Andrew Balding comes from a family steeped in horseracing. His father Ian had trained the legendary Mill Reef. His uncle Toby Balding was one of the very few to have trained winners of the Grand National, Cheltenham Gold Cup and Champion Hurdle.
Another uncle, William Huntingdon, was a successful Flat trainer. His mother, meanwhile, is a breeding expert, his sister Clare a television and radio presenter. And then there was his great-grandfather, Aubrey Hastings, who trained four Grand National winners – one of which he rode himself.
Balding spent some of his early years learning the ropes with his uncle Toby – he also acted as amateur jockey for him, winning 20 races. He later became his father’s assistant, running half the famous Kingsclere yard, before taking over on his own in 2003 following his father’s retirement.
He enjoyed a dream start, landing the Oaks with Casual Look in his first season. His other major success came courtesy of Phoenix Reach, who won five of 16 starts, including three Group 1 races in Canada, Hong Kong and Dubai, and almost £2 million in prize money. He added another Group 1 in 2013 when Side Glance won the Mackinnon Stakes in Australia.

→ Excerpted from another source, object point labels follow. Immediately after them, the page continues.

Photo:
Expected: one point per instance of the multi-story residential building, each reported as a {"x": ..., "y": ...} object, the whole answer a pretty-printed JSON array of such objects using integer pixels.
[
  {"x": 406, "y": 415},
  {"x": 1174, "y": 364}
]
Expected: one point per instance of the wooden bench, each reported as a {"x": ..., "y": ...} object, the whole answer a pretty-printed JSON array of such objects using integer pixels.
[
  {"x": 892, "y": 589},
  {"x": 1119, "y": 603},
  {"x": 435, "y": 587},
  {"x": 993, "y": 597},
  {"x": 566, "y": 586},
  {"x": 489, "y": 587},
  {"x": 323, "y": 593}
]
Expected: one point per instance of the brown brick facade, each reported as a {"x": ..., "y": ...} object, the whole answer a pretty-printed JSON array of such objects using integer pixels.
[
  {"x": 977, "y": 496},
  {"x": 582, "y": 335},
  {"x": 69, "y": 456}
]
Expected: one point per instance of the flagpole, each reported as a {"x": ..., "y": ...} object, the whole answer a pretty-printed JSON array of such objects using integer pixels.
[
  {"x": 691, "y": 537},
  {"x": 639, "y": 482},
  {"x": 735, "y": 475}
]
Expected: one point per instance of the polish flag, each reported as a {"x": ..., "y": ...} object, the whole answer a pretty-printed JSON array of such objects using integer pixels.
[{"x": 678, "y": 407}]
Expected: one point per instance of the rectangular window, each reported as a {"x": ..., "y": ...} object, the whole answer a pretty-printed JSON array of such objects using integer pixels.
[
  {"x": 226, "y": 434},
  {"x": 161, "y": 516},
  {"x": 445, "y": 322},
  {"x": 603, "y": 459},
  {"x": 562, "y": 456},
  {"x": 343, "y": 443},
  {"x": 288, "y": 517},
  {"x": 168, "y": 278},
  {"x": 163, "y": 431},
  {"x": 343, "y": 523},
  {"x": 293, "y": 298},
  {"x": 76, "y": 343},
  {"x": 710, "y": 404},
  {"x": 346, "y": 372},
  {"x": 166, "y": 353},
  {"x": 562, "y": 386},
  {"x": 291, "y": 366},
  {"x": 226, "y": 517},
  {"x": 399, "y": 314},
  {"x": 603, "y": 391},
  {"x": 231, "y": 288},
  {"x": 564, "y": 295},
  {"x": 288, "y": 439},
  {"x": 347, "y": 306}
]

A Southampton fan, he reveres Mick Channon for his football prowess as well as his later exploits as – what else? – a racehorse trainer.
Balding had suffered a number of near misses since the Champions Series was initiated in 2011 and finally hit the jackpot in the 2017 Qatar Sussex Stakes through Here Comes When, ridden by Jim Crowley.
The following month he struck again, with Montaly winning the Lonsdale Cup at York.